Train stations are like a museum with old time waiting rooms and ticket counters. In larger train stations the high ceilings and waiting rooms are often decorated with mural-like paintings of rural landscapes or communist propaganda scenes of loyal peasants and factory laborers working in stoic diligence for country and people. Station entrances are often guarded by statues of the anonymous, nameless, brave and patriotic WWII Red Army soldiers. The remembrance of WWII soldiers displayed in these statues and paintings is in stark contrast to the reality of the millions of soldiers who raped and pillaged their way across Eastern Europe during World War II. These same soldiers, depicted by the statues as heroic and patriotic, were also mistreated by their own superiors and senselessly killed in battle. These “heroes,” promoted by statues and propaganda throughout the Soviet Union, were often given a hero’s welcome home by being sent to the gulags for the crime of having been to Germany and the West during the war and were suspect of having seen and approved of another way of life.
We recently traveled to Kiev, assisting as chaperones for a class trip. Every spring the graduating class from the Reformed High School takes a trip to Kiev. We were blessed with wonderful warm and sunny spring weather. It was a joy for us to be able to spend time with the students. The long train ride to and from Kiev provided for hours of visiting, playing games, and enjoying the scenery out the train windows. It was fun to be with the students outside of the classroom and to get to know them better and more personally as well as to see a nonacademic side of the students. It was great to spend quality time with the graduating students shortly before they finish the school year and go their separate ways in life. We were left with many good memories from the trip. We began the journey on a Thursday afternoon, traveling on the overnight train and arriving in Kiev in the early morning. After site seeing all day Friday we boarded another over night train back home arriving very tired on Saturday afternoon.
For nearly all of the students it was their first time visiting the capital city and they seemed to enjoy it very much. It was also a unique experience for many. All of the students are ethnic Hungarian and speak Hungarian. Transcarpathia looks more towards Budapest than it does Kiev. Despite living in Ukraine, for many in Transcarpathia, Kiev is a far away capital city where people on the street speak foreign languages of Ukrainian and Russian.

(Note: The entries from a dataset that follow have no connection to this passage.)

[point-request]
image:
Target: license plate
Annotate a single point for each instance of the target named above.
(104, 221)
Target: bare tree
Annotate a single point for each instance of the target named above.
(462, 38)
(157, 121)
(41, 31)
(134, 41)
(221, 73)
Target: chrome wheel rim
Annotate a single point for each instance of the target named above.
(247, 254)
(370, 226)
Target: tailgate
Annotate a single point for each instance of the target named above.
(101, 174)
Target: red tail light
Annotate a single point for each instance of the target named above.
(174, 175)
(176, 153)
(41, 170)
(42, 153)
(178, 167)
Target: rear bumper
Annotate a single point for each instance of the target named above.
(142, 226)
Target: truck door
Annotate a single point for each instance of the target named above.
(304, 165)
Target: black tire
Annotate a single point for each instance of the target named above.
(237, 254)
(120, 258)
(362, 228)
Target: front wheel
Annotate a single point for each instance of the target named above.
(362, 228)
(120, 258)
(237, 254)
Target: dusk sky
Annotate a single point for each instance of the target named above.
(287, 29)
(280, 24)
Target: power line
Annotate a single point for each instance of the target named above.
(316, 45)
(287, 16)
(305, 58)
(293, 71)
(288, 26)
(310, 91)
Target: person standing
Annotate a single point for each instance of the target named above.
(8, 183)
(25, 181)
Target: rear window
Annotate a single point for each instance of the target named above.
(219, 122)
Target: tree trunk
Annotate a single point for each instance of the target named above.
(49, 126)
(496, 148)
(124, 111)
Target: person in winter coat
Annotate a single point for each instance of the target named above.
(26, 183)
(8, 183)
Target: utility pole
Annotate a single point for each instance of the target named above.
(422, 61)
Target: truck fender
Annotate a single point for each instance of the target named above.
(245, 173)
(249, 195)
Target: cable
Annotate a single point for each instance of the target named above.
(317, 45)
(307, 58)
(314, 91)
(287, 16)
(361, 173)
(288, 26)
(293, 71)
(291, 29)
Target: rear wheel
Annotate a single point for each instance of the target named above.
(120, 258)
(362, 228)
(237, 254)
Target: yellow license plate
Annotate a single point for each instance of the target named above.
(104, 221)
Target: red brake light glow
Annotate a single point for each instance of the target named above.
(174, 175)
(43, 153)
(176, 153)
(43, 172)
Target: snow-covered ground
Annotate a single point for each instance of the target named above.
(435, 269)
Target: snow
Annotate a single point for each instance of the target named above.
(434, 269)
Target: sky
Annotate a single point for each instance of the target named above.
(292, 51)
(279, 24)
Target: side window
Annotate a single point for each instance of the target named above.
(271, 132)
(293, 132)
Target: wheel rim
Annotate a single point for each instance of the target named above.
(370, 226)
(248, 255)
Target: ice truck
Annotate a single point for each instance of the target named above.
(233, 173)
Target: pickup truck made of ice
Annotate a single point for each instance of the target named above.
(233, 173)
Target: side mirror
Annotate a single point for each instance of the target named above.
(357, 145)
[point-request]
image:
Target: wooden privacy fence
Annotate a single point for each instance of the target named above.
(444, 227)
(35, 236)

Kiev with a population of 2.8 million is the capital and largest city of Ukraine. Kiev is an ancient city that according to legend dates back to the 5th century. Kiev became an important city and reached its “Golden Age” from the 10th-12th century under the Rus, an ancient Slavic people living on the steppe who both Russians and Ukrainians owe their heritage too. After the Rus converted to Christianity in the year 988 Kiev became a religious center. Today Kiev is full of Eastern Orthodox monasteries and Orthodox cathedrals and churches. In 1934 the Soviet government demolished one of Kiev’s most famous landmarks, St. Michael’s monastery. Only in 1999 did the church get rebuilt and reopened. Unlike the villages and countryside you pass through to get to Kiev, Kiev is a combination of modern buildings and Soviet era architecture. Left in ruins after WWII, Kiev was rebuilt with wide boulevards, communist era architecture and concrete apartments typical of the reconstruction of many cities east of the Iron curtain following WWII. Today many flashy buildings erected or refurbished post 1991 also dot the cityscape of Kiev. Save for a couple of neighborhoods, few of the cobblestone streets and classical architecture characteristic of many European capitals, still exist in Kiev. In comparison to many other European capitals, Kiev would probably not be described as beautiful in the way Rome, Paris or Budapest are, but none the less Kiev is a vibrant and fascinating city combining many eras of history. In 1986 the Chernobyl nuclear disaster happened just 60 miles north of Kiev. Fortunately for the city of nearly 3 million people the prevailing winds that day were blowing the opposite direction.